Minke Whale Breaching The Surface Of The Water With Iceland’s Coastline Behind

Minke Whale breaching the surface of the water with Iceland’s Coastline behind

As the smallest member of the baleen family, minke whales don't have any teeth; they feed by gulping mouthfuls of fish, cetaceans, and water. To get rid of the water, they filter it through the baleen plates, which are in place of teeth and instead have rows of brush-like keratin.

Minke whales tend to live in isolation or in small groups of 2 or 3. When there is a feeding frenzy, these small whales can gather in larger groups for hunting.

When is the Best Time to See Minke Whales in Iceland?

The best time to see minke whales in Iceland is from April to October. During the summer months, the whales are breeding, which makes them more likely to be spotted, particularly on a guided whale-watching tour with expert whale spotters on board. However, it is possible to see them off the coast of Iceland all year round.

Tracking minkes can be tricky because of their erratic and unpredictable nature. They often surface for a time before making a deeper dive which can last in excess of 20 minutes. Their unpredictable and random behavior means they can be trickier to find.

Where is the Best Place to See Minke Whales in Iceland?
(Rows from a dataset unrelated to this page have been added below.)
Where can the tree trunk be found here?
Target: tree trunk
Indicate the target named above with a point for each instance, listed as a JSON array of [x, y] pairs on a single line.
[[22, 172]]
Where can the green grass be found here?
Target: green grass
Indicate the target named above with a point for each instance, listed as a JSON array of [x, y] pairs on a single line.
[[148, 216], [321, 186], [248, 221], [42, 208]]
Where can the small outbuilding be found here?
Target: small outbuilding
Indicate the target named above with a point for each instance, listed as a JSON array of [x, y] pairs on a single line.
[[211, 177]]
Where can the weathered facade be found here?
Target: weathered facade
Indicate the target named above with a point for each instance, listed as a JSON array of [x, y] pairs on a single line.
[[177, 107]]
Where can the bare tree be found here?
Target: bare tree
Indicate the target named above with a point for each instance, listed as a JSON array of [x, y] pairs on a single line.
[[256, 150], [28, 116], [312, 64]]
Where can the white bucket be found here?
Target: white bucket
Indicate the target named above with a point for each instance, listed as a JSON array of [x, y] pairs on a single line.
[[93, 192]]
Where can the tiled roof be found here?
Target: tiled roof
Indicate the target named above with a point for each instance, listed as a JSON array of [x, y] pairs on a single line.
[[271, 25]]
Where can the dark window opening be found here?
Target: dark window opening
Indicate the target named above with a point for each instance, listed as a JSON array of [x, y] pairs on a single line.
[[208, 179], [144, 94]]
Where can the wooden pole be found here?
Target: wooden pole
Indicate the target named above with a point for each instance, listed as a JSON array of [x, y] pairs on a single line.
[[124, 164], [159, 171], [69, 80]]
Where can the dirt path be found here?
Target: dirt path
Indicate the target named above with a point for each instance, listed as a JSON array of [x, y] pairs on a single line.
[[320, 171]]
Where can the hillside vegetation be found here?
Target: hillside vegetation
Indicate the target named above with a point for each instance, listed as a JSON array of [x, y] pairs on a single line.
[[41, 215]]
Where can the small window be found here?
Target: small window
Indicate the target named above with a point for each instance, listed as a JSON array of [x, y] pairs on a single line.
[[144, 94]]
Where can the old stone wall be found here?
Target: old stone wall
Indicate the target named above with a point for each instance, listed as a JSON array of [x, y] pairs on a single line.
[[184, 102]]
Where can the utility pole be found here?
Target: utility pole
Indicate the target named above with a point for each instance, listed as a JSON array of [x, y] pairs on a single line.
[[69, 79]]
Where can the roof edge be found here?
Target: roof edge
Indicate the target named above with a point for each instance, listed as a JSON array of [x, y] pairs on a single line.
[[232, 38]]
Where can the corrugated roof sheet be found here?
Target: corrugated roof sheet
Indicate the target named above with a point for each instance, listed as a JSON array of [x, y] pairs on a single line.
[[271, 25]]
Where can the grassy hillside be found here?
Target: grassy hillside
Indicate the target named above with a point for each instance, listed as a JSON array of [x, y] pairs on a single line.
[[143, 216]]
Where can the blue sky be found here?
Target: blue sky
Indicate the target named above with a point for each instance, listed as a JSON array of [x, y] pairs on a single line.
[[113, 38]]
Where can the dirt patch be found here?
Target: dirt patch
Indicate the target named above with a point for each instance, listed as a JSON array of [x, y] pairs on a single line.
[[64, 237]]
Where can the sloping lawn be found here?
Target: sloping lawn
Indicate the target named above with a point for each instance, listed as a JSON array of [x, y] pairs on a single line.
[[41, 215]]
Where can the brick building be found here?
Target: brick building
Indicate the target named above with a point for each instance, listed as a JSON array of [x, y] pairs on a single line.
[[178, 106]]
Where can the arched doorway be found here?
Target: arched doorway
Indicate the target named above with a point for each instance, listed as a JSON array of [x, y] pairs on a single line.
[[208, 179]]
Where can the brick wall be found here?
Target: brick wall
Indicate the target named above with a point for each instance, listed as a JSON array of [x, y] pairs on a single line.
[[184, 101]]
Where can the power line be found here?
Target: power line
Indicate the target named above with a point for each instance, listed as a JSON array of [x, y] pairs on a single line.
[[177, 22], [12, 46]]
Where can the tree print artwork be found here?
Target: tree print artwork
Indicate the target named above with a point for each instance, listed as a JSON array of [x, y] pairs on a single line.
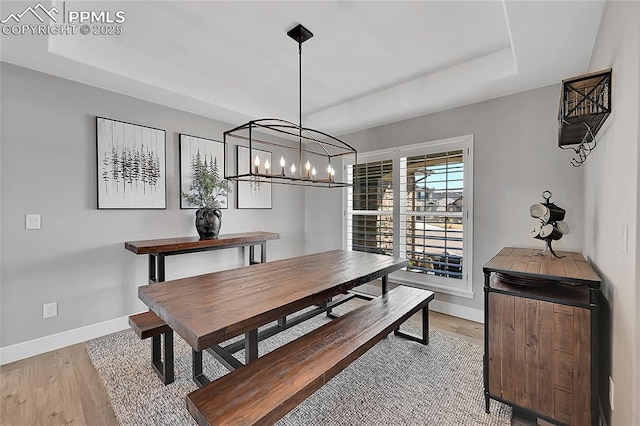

Minke whales can be seen across Iceland, either from the land or on a boat tour. For the best chances of seeing these whales, we recommend heading to the best spots for a whale-watching tour.

Minke Whales Diving Off the Coast of Iceland

Diving Minke Whale off the coast of Iceland

Reykjavík

Reykjavík is an excellent spot to go whale-watching. Boat tours take you from the city into Faxaflói Bay, where minke whales are commonly spotted. Faxaflói Bay is also popular with many other whale species and is just a short distance from the main harbor.

Dalvík

Located in the north of Iceland, Dalvík is an ideal spot for whale-watching. It is situated towards the north of Eyjafjörður Bay and near the open ocean of the Atlantic. The north is famous for having the most whale activity, and with its proximity to popular minke feeding grounds, there is ample opportunity to see them here.

Húsavík

If you're interested in Iceland's whales, then there is no doubt you’ll have already heard of this small northern town. It's known for being the whale capital of Iceland and even boasts its very own whale museum. From Húsavík, you can take a boat tour out into the bay to hopefully spot some of the most popular whales in the area like the humpback.